In practice, many yoga teachers and Yoga Therapists are holding a wide range of roles at the same time, often across group classes, one to one work, organisational sessions and community programmes, while also navigating the demands of their own personal lives. Each of these contexts carries different expectations, different levels of emotional holding and different forms of preparation and presence. Without clear internal and external boundaries, it can become difficult to shift between these roles in a way that preserves energy and clarity. What is required in one setting is not always sustainable in another, and without conscious awareness this can lead to a gradual erosion of capacity over time.

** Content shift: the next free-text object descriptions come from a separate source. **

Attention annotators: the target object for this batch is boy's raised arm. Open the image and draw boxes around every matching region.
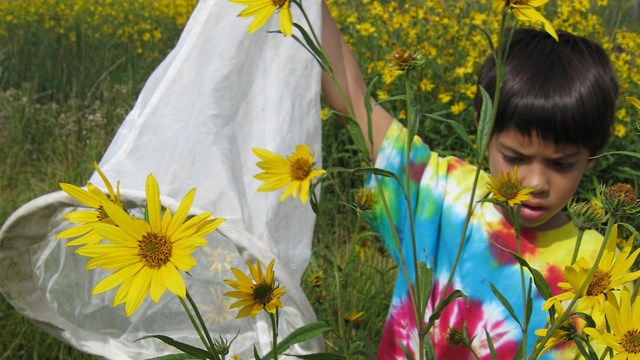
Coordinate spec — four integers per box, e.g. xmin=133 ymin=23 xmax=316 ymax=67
xmin=320 ymin=1 xmax=393 ymax=160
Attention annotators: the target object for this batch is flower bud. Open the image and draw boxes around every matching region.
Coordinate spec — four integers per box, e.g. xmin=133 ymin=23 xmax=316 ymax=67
xmin=567 ymin=197 xmax=607 ymax=231
xmin=388 ymin=47 xmax=426 ymax=73
xmin=599 ymin=183 xmax=640 ymax=220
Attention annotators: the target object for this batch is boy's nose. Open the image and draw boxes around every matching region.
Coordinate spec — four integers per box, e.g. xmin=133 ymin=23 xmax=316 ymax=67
xmin=519 ymin=165 xmax=549 ymax=194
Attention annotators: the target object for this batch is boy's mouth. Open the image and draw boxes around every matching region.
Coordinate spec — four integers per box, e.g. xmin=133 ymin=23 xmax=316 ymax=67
xmin=519 ymin=202 xmax=546 ymax=221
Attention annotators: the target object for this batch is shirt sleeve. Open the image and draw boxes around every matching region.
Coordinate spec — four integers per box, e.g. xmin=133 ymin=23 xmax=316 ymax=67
xmin=365 ymin=119 xmax=473 ymax=273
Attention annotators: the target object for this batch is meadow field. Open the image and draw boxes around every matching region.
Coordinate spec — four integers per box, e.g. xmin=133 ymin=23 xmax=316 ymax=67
xmin=1 ymin=0 xmax=639 ymax=358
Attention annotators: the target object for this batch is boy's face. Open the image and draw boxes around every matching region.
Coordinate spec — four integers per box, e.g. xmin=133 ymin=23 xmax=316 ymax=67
xmin=487 ymin=128 xmax=594 ymax=231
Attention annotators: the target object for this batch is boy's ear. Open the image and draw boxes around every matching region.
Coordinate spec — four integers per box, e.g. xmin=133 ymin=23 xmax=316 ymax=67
xmin=587 ymin=158 xmax=596 ymax=169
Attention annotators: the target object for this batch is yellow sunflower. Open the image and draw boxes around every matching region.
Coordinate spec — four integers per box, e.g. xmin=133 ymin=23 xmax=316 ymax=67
xmin=584 ymin=288 xmax=640 ymax=359
xmin=543 ymin=225 xmax=640 ymax=325
xmin=253 ymin=144 xmax=325 ymax=204
xmin=229 ymin=0 xmax=293 ymax=36
xmin=627 ymin=96 xmax=640 ymax=112
xmin=493 ymin=0 xmax=558 ymax=41
xmin=534 ymin=299 xmax=577 ymax=355
xmin=486 ymin=167 xmax=534 ymax=207
xmin=58 ymin=162 xmax=123 ymax=247
xmin=76 ymin=174 xmax=225 ymax=316
xmin=224 ymin=259 xmax=285 ymax=318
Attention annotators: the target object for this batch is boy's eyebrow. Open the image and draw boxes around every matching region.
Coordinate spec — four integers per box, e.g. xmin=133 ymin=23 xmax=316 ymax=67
xmin=497 ymin=142 xmax=584 ymax=159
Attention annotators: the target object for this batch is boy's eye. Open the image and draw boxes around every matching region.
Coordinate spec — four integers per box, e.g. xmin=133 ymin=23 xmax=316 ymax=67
xmin=502 ymin=155 xmax=523 ymax=164
xmin=551 ymin=161 xmax=575 ymax=170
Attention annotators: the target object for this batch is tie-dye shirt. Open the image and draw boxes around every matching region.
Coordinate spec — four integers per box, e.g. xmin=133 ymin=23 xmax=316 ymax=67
xmin=366 ymin=120 xmax=603 ymax=360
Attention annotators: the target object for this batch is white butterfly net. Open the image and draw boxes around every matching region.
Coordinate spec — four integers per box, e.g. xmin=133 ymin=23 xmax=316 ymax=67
xmin=0 ymin=0 xmax=323 ymax=358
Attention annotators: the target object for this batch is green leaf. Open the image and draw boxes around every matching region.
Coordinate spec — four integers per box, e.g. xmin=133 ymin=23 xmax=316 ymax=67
xmin=356 ymin=327 xmax=378 ymax=358
xmin=423 ymin=112 xmax=474 ymax=148
xmin=326 ymin=166 xmax=399 ymax=183
xmin=309 ymin=181 xmax=321 ymax=215
xmin=416 ymin=261 xmax=433 ymax=321
xmin=399 ymin=343 xmax=415 ymax=360
xmin=484 ymin=328 xmax=498 ymax=360
xmin=509 ymin=252 xmax=552 ymax=300
xmin=574 ymin=337 xmax=598 ymax=359
xmin=471 ymin=24 xmax=496 ymax=57
xmin=291 ymin=353 xmax=345 ymax=360
xmin=513 ymin=340 xmax=524 ymax=360
xmin=147 ymin=355 xmax=202 ymax=360
xmin=488 ymin=282 xmax=522 ymax=330
xmin=427 ymin=289 xmax=468 ymax=324
xmin=475 ymin=85 xmax=494 ymax=162
xmin=378 ymin=94 xmax=407 ymax=104
xmin=292 ymin=23 xmax=326 ymax=67
xmin=352 ymin=166 xmax=398 ymax=181
xmin=290 ymin=34 xmax=325 ymax=71
xmin=572 ymin=312 xmax=596 ymax=329
xmin=261 ymin=322 xmax=333 ymax=360
xmin=343 ymin=116 xmax=370 ymax=160
xmin=364 ymin=77 xmax=379 ymax=151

Supporting this balance requires ongoing practices that bring awareness back to the practitioner. This might include regular reflection on workload and capacity, supported supervision, intentional pauses between sessions, clear transitions between roles, and a commitment to noticing early signs of fatigue or depletion rather than waiting until exhaustion has already set in. In this way, boundary work becomes less about restriction and more about continual recalibration, allowing the practitioner to remain present, resourced and able to meet the work with integrity.


Importantly, boundaries are not static. They evolve as experience grows. What remains consistent is the intention behind them: to ensure that what is offered is safe, appropriate and sustainable. When boundaries are clear, there is more space for presence in teaching, in therapeutic relationship and in the practice itself, with less internal strain, more clarity and greater capacity to meet what is actually needed.


In this way, boundaries are not separate from yoga or Yoga Therapy. They are part of it, an expression of discernment, care and responsibility. Teaching and therapeutic practice continue to be a discipline in balance between generosity and sustainability, openness and structure, offering and containment.